Real-time NLP: A New Era in Anomaly Detection for Logs

Introduction 

Augtera Networks is differentiated from other vendors implementing AI/ML by developing its own high-performance, high-efficiency implementation, not relying on off-the-shelf libraries. The velocity, variety, and volume of operations data continues to grow at a rapid rate. Yet, Enterprises generally have limited IT resources. Off-the-shelf AI/ML does not understand networking constructs, have the necessary performance, or reduce the number of resources needed to get to an outcome. 

When it came to implementing natural language processing (NLP), Augtera took the same approach, spending a year to develop the highest-performing and lowest resource usage algorithms, that is also implemented with high performance software technology. Algorithm design is just as important, if not more so, than the choice of software technology. 

Artificial Intelligence vs Text Matching 

NLP is a broad area of AI, including parts-of-speech tagging, statistical language modeling, syntactic analysis, semantic analysis, sentiment analysis, information retrieval, and vocabulary. Augtera’s initial focus is similarity analysis, which will allow operations teams to sleep better, knowing they will be aware of new log messages and patterns, as soon as they occur, instead of finding out weeks later, after numerous failures have occurred. 

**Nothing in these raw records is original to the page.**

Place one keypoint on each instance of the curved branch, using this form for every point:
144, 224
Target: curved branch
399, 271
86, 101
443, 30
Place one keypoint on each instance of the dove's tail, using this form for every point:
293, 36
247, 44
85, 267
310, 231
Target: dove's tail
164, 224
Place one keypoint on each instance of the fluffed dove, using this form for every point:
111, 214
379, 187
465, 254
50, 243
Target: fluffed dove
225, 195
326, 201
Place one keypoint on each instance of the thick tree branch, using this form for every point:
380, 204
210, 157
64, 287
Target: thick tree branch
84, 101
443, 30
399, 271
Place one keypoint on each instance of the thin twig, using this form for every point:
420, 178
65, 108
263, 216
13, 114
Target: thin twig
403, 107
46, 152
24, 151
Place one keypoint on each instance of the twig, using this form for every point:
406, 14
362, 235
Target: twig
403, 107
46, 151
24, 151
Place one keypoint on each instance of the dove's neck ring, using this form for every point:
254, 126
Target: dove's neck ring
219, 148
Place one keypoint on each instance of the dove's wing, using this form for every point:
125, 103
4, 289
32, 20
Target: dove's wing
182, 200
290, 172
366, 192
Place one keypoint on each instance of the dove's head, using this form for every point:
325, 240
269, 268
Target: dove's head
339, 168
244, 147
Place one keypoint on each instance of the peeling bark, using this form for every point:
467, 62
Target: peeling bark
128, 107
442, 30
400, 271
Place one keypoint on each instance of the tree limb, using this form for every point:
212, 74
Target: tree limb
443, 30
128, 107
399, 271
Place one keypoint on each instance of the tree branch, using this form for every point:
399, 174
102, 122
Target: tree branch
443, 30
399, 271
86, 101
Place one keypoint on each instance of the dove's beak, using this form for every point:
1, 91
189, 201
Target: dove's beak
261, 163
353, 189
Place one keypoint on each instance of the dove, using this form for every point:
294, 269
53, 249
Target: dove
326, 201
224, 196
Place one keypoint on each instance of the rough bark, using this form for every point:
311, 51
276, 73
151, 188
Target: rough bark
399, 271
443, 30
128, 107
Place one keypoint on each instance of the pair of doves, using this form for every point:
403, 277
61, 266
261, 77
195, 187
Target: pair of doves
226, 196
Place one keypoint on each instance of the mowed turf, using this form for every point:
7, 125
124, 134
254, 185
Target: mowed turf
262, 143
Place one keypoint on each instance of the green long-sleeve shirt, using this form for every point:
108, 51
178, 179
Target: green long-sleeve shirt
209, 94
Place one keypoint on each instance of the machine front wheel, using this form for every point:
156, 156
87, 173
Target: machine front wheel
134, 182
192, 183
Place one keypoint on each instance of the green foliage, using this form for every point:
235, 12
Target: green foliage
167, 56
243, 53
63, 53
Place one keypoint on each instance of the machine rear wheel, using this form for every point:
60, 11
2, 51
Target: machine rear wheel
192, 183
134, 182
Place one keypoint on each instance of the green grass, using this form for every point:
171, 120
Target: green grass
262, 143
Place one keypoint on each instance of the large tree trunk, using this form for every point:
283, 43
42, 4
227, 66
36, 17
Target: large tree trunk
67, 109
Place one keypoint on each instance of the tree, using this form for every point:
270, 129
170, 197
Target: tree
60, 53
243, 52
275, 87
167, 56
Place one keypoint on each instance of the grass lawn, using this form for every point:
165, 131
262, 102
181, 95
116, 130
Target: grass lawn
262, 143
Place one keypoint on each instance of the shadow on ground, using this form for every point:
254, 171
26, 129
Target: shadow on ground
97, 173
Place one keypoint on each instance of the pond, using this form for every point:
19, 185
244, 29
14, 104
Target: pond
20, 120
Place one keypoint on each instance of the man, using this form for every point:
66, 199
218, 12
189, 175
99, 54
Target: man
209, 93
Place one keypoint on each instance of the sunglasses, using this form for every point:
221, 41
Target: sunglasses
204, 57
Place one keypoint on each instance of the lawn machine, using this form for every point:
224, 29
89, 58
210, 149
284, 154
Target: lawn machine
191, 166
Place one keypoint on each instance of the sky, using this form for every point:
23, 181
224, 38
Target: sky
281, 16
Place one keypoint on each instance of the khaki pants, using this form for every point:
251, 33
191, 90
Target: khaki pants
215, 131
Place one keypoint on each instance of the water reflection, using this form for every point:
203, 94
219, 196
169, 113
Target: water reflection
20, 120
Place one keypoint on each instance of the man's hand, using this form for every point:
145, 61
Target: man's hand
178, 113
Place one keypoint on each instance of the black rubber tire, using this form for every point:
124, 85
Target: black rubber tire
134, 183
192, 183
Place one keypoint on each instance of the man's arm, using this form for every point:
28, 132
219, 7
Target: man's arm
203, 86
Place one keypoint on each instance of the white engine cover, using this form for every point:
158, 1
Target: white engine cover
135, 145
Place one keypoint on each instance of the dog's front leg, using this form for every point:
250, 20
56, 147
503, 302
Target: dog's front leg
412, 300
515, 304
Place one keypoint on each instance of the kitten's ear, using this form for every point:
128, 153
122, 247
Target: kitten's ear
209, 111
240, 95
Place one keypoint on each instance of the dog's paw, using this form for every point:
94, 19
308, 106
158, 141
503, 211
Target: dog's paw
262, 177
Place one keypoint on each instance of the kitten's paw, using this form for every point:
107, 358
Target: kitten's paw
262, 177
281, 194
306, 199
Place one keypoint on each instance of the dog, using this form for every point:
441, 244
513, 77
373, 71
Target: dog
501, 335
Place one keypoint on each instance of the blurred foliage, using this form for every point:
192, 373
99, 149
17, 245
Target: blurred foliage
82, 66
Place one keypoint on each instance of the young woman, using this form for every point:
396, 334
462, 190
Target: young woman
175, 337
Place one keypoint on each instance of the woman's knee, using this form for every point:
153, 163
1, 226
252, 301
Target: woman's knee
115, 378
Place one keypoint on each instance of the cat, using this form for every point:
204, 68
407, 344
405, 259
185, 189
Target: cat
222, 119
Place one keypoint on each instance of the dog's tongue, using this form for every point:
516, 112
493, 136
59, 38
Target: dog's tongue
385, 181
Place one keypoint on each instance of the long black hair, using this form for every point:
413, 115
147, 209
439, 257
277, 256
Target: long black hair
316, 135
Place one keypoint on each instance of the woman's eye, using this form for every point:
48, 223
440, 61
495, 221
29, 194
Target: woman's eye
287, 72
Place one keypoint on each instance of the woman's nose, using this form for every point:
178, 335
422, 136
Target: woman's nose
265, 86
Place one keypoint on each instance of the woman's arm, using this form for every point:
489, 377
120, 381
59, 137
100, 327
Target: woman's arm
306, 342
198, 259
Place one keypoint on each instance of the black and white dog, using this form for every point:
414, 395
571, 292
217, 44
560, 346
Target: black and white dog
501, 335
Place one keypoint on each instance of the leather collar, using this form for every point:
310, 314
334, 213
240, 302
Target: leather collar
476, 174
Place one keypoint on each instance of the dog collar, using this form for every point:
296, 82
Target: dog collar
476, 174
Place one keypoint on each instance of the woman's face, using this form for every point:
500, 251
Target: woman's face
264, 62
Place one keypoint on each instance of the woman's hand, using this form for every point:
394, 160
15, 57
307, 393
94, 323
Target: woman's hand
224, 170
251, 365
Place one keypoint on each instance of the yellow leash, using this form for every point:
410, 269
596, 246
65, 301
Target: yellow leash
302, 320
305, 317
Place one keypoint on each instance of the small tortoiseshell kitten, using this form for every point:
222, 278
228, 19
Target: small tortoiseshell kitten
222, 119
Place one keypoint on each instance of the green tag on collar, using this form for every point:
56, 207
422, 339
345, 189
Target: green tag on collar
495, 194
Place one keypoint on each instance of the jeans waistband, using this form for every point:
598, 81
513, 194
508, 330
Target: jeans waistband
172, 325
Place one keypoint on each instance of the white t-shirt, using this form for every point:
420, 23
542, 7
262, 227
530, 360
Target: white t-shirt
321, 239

Augtera’s similarity analysis detects subtle variations in messages that are more typical of the capabilities humans have, than what is easily achievable and maintainable with technologies like regex. Moreover, from a practical perspective, operations teams cannot set up a regex for a message that has never been seen before. The ability of NLP, and specifically Augtera’s ability to apply human like judgement to similarity, is why this capability is recognized as being part of the artificial intelligence family. 

Example Messages & Results

The best way to demonstrate the capability is to provide some examples. 

  1. bgp_recv: read from peer aaa.bbb.ccc.ddd [External AS ZZZZ] failed Broken Pipe 
  1. bgp_recv: read from peer aaa.bbb.ccc.ddd [External AS ZZZZ] failed Unknown Error: XXXX 
  1. rt_pfe_veto: Memory usage of M_RTNEXTHOP type = (0) Max Size possible for M_RTNEXTHOP type = (8332584960) Current delayed unref = (4281), Current unique delayed unref = (4000), Max delayed unref on this platform = (4000) 
  1. rts_veto_net_delayed_unref_limit: Memory usage of M_RTNEXTHOP type = (10144064) Max size possible for M_RTNEXTHOP type = (8332146688)  Current delayed unref = (6000) Max delayed unref on this platform = (6000) 
  1. task_addr_local: task MSDP.62.40.124.193 address 62.40.124.192: Can’t assign requested address 
  1. task_addr_local: task RV.83.97.94.109+8282 address 62.40.96.1: Invalid argument 

Using Augtera’s similarity analysis, from the above: 

  • Messages 1 and 2 would be considered similar 
  • Messages 3 and 4 would be considered similar 
  • Messages 5 and 6 would be considered NOT similar 

In the case of messages 5 and 6, the protocols (MDP & RV) are very different as is the textual explanation of the error: can’t assign requested address vs invalid argument. In the case of messages 3 and 4, they are both referring to, likely related, memory usage. Messages 1 and 2 are clearly similar. 

Remember, this is not a rules-based approach to understanding similarity, it is based on algorithms and machine learning.  

Zero Day Analysis 

Augtera’s log analysis will allow network operations teams to observe AI-detected new messages as soon as they occur, which is why we are calling the capability Zero Day Anomalies. The first time a new message occurs, network operations teams will know about it, they can do root cause analysis, and then they can decide if they want to create a classifier that generates a trouble ticket on future appearances of the message. With the Augtera platform, classifiers can be created and activated in a matter of minutes. Some DIY solutions can take months as a software engineering resource has to be scheduled. In addition, operations teams can do rate-based anomaly detection on new anomalies, when rates of a message deviate from normal. 

Conclusion 

What Augtera has realized is not an AI POC, achieved with unlimited resources. Network operations teams often have significant limitations on how many compute/memory resources they can apply to a platform. Augtera’s implementation is scalable to hundreds of millions of messages per hour without loss, with a low CPU/memory footprint. This was the value of creating our own high-performance / high-efficiency implementation.  

Augtera’s high-performance, high-efficiency zero-day capability is an industry-first for network operations teams. It is a new era in using real-time NLP for log analysis, with more innovation to come.